Global demand for crude oil is on course for its steepest quarterly decline since the Covid-19 pandemic of 2020, as a war in the Persian Gulf chokes off supply through one of the world's most critical maritime chokepoints. The International Energy Agency (IEA), a Paris-based intergovernmental body that monitors global energy markets, has described the situation as "the greatest disruption in the history of the oil market."
At the heart of the crisis is the Strait of Hormuz, a narrow waterway between Iran and the Arabian Peninsula through which roughly a fifth of the world's oil supply normally passes. With tanker traffic through the strait having ground to a near halt, daily global oil supply has fallen by close to ten percent — equivalent to more than ten million barrels per day. Oil prices are currently hovering around $100 per barrel, but IEA director Fatih Birol warned that current prices do not yet reflect the full severity of the shortage. "The prices are already high, but not yet a reflection of the seriousness of the problem," Birol said, adding that the worst economic consequences are still to come.
In an effort to cushion the blow, IEA member countries last month released more than 400 million barrels from their strategic petroleum reserves — emergency stockpiles maintained precisely for such crises. The move briefly pushed prices down, but the effect was quickly reversed after renewed threats against Iran from US President Donald Trump unsettled markets. The Netherlands alone released 5.36 million barrels, around 20 percent of its total national reserve.
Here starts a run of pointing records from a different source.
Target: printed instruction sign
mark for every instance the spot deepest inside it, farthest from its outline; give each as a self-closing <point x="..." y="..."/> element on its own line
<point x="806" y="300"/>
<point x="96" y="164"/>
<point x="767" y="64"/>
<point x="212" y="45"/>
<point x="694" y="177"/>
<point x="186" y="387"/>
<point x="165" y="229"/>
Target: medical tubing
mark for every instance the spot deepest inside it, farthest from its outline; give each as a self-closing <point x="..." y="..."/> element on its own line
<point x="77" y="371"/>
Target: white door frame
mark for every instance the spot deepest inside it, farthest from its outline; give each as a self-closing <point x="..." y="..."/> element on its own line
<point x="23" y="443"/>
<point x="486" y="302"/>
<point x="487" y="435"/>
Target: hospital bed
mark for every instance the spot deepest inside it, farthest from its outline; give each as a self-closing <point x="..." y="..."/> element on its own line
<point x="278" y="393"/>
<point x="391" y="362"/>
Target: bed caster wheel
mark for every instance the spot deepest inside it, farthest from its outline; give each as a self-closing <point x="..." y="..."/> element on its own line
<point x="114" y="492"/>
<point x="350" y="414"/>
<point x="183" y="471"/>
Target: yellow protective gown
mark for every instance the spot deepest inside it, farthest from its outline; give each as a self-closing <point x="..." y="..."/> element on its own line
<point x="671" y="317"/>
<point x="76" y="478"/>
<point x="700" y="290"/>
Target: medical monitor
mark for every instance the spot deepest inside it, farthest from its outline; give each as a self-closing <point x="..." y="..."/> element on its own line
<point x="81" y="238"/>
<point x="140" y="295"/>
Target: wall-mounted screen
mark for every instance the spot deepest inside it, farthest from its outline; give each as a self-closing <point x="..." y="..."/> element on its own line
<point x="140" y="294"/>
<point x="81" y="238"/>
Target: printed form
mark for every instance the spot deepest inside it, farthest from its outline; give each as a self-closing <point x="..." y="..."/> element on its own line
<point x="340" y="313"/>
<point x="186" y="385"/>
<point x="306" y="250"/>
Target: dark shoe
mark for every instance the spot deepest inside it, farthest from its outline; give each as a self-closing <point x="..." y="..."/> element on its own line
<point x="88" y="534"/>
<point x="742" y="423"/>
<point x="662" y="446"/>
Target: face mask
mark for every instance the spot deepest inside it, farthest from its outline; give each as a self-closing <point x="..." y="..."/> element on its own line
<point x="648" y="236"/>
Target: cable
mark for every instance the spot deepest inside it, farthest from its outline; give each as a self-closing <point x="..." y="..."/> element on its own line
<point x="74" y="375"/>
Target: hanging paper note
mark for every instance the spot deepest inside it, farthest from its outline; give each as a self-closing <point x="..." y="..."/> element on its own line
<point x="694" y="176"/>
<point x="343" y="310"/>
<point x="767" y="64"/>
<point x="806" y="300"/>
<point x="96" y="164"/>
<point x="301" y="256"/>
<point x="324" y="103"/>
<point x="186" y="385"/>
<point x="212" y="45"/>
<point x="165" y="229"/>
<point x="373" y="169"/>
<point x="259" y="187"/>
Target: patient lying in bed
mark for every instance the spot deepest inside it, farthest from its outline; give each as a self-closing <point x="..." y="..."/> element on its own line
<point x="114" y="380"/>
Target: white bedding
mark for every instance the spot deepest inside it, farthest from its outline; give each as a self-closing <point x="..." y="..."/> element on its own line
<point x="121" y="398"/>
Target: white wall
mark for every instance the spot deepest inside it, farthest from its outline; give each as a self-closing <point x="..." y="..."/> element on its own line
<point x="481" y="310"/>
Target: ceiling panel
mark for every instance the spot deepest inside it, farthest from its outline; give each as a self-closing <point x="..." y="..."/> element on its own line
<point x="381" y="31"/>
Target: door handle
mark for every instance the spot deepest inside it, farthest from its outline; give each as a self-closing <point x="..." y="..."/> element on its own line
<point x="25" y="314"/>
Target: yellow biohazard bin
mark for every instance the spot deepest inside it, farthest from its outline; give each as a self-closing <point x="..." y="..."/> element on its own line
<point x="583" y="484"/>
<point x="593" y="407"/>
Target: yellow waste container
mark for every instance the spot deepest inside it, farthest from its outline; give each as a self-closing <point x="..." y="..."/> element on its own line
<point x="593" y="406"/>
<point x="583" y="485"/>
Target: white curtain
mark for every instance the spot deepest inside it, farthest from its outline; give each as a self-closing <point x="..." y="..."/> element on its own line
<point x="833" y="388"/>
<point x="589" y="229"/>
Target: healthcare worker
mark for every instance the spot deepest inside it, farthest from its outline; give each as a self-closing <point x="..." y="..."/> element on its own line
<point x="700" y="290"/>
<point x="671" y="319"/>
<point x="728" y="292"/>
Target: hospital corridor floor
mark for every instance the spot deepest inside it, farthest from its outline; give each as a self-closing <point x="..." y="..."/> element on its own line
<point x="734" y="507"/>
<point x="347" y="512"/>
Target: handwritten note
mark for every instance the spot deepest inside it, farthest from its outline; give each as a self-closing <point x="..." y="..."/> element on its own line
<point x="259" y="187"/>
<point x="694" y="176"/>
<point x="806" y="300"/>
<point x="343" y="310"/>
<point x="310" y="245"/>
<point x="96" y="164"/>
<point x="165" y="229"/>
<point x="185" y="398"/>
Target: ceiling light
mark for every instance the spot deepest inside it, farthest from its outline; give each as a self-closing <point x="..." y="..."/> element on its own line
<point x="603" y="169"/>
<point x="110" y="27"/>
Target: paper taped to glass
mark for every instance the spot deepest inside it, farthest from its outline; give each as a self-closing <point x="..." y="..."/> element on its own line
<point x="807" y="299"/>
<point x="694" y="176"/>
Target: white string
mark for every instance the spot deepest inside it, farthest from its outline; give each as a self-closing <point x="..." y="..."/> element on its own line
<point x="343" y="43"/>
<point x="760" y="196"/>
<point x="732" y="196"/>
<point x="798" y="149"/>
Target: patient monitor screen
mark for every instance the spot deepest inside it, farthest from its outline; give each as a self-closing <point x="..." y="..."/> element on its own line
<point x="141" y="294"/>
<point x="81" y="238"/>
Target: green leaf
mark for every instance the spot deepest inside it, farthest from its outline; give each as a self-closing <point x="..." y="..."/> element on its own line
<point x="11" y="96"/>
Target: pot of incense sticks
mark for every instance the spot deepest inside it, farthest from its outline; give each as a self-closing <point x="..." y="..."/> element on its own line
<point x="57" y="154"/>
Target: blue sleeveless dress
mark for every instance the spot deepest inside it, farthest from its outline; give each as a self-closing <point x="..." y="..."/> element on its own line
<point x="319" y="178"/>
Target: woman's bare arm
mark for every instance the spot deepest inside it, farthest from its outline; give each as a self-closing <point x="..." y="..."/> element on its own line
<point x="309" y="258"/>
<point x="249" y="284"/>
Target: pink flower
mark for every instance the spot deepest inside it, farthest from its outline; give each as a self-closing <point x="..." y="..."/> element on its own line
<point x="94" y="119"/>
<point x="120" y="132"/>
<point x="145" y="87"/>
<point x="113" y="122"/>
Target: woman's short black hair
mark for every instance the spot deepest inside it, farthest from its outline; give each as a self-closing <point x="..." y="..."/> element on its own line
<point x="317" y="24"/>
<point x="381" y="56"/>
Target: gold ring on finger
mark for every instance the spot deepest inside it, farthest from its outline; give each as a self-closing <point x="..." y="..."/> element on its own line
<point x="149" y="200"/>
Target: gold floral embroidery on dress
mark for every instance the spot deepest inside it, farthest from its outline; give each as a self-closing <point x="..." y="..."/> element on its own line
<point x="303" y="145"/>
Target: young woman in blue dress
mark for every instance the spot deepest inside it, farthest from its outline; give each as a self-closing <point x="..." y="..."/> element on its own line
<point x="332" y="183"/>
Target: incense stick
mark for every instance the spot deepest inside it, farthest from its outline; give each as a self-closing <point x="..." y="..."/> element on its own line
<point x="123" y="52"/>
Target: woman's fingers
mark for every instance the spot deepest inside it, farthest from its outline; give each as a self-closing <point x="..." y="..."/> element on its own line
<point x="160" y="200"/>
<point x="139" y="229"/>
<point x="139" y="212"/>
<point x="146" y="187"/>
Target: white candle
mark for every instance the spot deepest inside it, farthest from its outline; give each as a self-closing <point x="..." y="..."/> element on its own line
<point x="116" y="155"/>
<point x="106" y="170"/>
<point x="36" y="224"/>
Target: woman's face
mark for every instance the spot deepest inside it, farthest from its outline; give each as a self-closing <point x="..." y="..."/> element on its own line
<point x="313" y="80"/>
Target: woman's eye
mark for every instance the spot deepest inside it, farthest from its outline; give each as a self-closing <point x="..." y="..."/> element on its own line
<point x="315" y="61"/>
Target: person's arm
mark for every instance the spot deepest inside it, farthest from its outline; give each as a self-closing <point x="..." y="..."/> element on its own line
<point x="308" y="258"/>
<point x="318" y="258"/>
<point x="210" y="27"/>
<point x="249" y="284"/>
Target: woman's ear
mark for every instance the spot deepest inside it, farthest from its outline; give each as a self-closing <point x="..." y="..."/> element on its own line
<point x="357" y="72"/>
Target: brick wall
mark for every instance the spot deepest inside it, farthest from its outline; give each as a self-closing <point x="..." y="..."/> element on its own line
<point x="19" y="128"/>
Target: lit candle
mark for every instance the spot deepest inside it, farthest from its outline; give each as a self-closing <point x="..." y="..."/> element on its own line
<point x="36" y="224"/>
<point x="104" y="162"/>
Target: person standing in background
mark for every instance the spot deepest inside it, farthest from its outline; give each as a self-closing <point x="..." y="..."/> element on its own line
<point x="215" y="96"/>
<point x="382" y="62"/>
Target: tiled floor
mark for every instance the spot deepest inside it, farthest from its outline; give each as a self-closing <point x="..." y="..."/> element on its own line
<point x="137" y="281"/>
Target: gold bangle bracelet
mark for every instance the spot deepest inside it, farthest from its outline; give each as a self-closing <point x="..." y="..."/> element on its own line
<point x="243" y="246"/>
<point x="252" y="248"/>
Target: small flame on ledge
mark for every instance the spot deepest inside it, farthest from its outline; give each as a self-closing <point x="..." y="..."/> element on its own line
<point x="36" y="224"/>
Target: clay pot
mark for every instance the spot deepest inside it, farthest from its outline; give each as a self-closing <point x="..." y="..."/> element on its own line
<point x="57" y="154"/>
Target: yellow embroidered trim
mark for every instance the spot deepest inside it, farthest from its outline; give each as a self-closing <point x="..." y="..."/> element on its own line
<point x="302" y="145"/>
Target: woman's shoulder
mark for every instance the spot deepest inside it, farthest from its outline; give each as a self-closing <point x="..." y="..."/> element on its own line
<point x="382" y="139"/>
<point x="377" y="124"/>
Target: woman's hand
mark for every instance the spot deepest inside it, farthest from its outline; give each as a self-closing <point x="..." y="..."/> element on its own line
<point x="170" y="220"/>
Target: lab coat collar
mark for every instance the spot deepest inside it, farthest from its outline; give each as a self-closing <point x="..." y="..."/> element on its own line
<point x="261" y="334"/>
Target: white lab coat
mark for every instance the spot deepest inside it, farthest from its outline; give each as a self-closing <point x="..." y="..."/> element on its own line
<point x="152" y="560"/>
Analysts warn the situation could deteriorate sharply if the conflict drags on for months. Energy expert Jilles van den Beukel of the Hague Centre for Strategic Studies noted that long-term futures prices suggest markets currently expect the conflict to be short-lived, but cautioned that a prolonged crisis could push prices to between $150 and $200 per barrel — potentially driving diesel costs in Europe above three euros per litre. In Europe, supplies of oil, diesel, kerosene, and petrol remain adequate for now, with analysts suggesting that demand will likely fall on its own as prices rise, naturally limiting shortages before physical scarcity sets in.
The IEA's monthly report made clear that "demand destruction will spread as scarcity and higher prices persist" — a term economists use to describe the process by which consumers and industries are priced out of using a commodity. For a global economy still navigating fragile growth, the agency's warning signals that the full impact of the Gulf conflict on everyday life, from fuel costs to freight and food prices, may not yet have been felt.